MacOS – Unmount Volume on User Logout

apfscatalinamacosmount

I have several encrypted APFS volumes, some of which have their passphrases stored only in specific users' keychains so they can unlock and mount automatically for those users.

However, when the user logs out, the volume remains mounted. While this isn't strictly a problem (as I set mount points inside the user's home folder, and have volume ownership enabled), I would prefer for the volume to unmount and lock again automatically.

This behaviour differs compared to mounting an encrypted disk image, which is mounted as a specific user (when viewing the output of mount) and which then (normally*) unmounts when the user logs out.

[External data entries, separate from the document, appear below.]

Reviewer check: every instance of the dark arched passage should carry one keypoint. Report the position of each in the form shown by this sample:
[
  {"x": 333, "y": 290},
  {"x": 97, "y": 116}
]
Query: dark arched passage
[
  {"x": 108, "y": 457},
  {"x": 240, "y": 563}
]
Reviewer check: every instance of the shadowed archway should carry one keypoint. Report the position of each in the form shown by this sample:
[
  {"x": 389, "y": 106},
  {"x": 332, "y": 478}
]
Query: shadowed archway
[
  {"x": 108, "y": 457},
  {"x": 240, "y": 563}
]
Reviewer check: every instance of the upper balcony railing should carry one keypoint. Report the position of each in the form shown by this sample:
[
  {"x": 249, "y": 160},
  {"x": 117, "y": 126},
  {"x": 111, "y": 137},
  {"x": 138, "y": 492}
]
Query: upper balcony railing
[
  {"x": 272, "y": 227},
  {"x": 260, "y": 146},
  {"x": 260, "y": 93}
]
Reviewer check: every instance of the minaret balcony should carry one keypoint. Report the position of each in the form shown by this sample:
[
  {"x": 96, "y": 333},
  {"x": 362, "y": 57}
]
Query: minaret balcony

Is it possible to replicate the same behaviour with APFS volumes, i.e- mount automatically for user with the passphrase in their keychain when they login, and then unmount (and lock) automatically when they logout?

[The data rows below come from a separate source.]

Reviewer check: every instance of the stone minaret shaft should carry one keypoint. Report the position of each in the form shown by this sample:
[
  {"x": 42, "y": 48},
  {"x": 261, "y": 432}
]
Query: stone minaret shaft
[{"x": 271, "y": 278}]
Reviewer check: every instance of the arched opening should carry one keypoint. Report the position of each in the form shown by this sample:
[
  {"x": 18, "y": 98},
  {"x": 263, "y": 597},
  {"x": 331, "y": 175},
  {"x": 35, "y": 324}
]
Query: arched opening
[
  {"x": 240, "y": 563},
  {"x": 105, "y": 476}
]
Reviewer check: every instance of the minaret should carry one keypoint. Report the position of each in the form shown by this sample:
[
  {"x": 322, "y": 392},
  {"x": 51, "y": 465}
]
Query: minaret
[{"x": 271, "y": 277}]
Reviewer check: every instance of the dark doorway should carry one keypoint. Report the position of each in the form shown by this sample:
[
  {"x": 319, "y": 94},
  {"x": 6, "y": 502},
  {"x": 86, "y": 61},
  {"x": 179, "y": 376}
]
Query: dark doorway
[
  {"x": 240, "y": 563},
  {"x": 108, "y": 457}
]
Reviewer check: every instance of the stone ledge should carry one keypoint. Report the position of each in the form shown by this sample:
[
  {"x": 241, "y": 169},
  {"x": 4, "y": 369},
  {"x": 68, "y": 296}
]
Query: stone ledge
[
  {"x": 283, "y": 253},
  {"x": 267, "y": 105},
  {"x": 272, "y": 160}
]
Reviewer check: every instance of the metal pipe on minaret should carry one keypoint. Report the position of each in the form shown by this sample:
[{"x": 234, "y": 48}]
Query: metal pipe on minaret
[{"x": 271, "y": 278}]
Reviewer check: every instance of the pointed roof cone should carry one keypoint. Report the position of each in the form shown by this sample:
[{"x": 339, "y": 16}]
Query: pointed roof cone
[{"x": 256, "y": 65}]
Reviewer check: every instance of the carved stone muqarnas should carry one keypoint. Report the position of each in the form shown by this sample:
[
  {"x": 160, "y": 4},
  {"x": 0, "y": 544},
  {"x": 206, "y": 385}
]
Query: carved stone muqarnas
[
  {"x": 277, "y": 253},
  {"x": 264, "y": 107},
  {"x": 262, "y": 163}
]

*I say normally, as macOS Catalina appears to have bugs related to cleaning up user processes when a user logs out, resulting in many processes still running for logged out users. This currently includes disk-image-helper, so it no longer unmounts automatically as it did under Mojave. I'm happy to accept any answer that replicates the disk image mounting/unmounting behaviour with the caveat that this currently doesn't always work for Catalina, on the basis that it should work if Apple ever fixes these bugs.

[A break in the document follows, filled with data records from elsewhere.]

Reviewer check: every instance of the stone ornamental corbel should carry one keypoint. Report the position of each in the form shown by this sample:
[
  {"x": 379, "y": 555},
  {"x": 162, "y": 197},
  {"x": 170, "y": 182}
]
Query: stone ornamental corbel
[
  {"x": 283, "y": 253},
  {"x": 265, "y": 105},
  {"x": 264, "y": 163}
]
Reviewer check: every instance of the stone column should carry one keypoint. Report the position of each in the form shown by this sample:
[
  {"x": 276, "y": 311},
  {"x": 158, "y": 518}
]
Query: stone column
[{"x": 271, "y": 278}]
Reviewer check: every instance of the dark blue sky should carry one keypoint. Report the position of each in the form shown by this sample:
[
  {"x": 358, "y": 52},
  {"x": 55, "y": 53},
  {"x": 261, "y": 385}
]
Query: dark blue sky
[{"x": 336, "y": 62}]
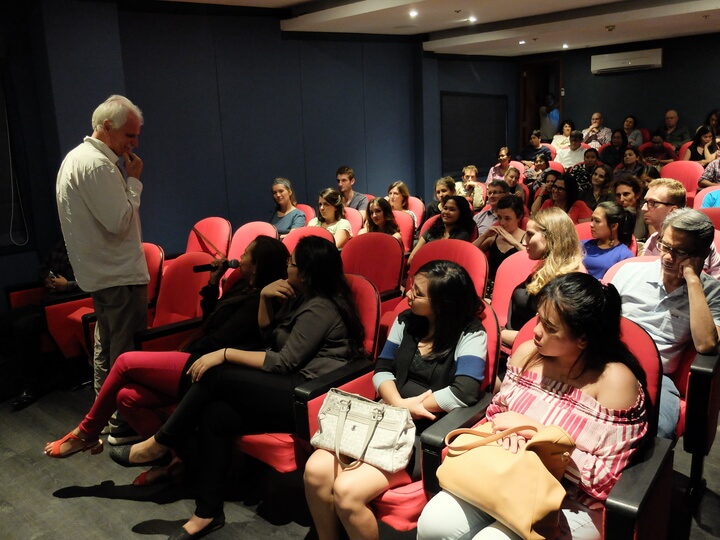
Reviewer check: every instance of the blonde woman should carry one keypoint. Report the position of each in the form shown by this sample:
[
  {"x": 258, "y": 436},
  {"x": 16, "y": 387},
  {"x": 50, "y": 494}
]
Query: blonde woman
[{"x": 551, "y": 239}]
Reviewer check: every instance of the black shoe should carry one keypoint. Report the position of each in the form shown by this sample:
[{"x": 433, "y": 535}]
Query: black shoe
[
  {"x": 121, "y": 456},
  {"x": 26, "y": 399},
  {"x": 214, "y": 525}
]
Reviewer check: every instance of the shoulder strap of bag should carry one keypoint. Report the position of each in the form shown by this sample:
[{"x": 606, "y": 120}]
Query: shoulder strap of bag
[
  {"x": 209, "y": 243},
  {"x": 484, "y": 437}
]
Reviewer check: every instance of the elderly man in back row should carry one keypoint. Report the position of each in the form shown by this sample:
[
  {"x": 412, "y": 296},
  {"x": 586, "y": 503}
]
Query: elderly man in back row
[
  {"x": 663, "y": 196},
  {"x": 674, "y": 300}
]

Update: I've tried doing the following in a script triggered by launchd, but launchd's kill signal doesn't appear to reach it:

#!/bin/bash
VOLUME=12345678-9012-3456-7890-123456789012
MOUNT_POINT=/Users/haravikk/Desktop/Foo

[ ! -e "${MOUNT_POINT}" ] && { mkdir "${MOUNT_POINT}" || exit 1; }

if echo -e "$(security find-generic-password -wa "${VOLUME}" | sed 's/../\\x&/g')" | diskutil apfs unlockVolume "${VOLUME}" -stdinpassphrase; then
    cleanup() {
        echo 'Unmounting'
            
        attempts=5
        while [[ ${attempts} -gt 0 ]]; do
            diskutil apfs lockVolume "${VOLUME}" && break
            [[ -n "${MOUNT_POINT}" ]] && umount "${MOUNT_POINT}" && break
            attempts=$((${attempts} - 1))
            sleep 5
        done
        if [[ ${attempts} = 0 ]]; then
            if ! diskutil unmount force "${VOLUME}"; then
                if [[ -z "${MOUNT_POINT}" ]] || ! umount -f "${MOUNT_POINT}"; then
                    echo 'All attempts to unmount failed' >&2
                fi
            fi
        fi
    }
    trap 'cleanup' SIGINT SIGHUP SIGTERM EXIT
    while true; do
        sleep 86400 &
        wait $!
    done
fi

The idea was that when the user logs out, launchd should send their processes a kill signal (SIGINT) which will trigger the script's trap and allow it to unmount the volume. But this never seems to happen; the trap isn't triggered at all.

If anyone is interested in using the basics of this script, note that you will need to have an entry in your keychain for the volume (you can do this by mounting with Disk Utility and choosing to save when prompted for the password), and must make sure that security has permission to access it.

Best Answer

You might try using a logout hook. Login and logout hooks are deprecated, but I believe they still function.

Mounting the volume should not be a problem; a user LaunchAgent would handle that nicely. The problem lies in trying to unmount the volume at logout. Have you considered writing a system LaunchDaemon that periodically polls the open APFS volumes and unmounts those that don't have an associated user? The volumes should be automatically locked by system security when they are unmounted, so I don't think you need to make a special effort for that, and it sounds like you're thinking more about cleanup than anything else. If you put the daemon on (say) a 30 second timer, it shouldn't consume too much in the way of resources, and volumes will only persist for an average of 15 second after logout.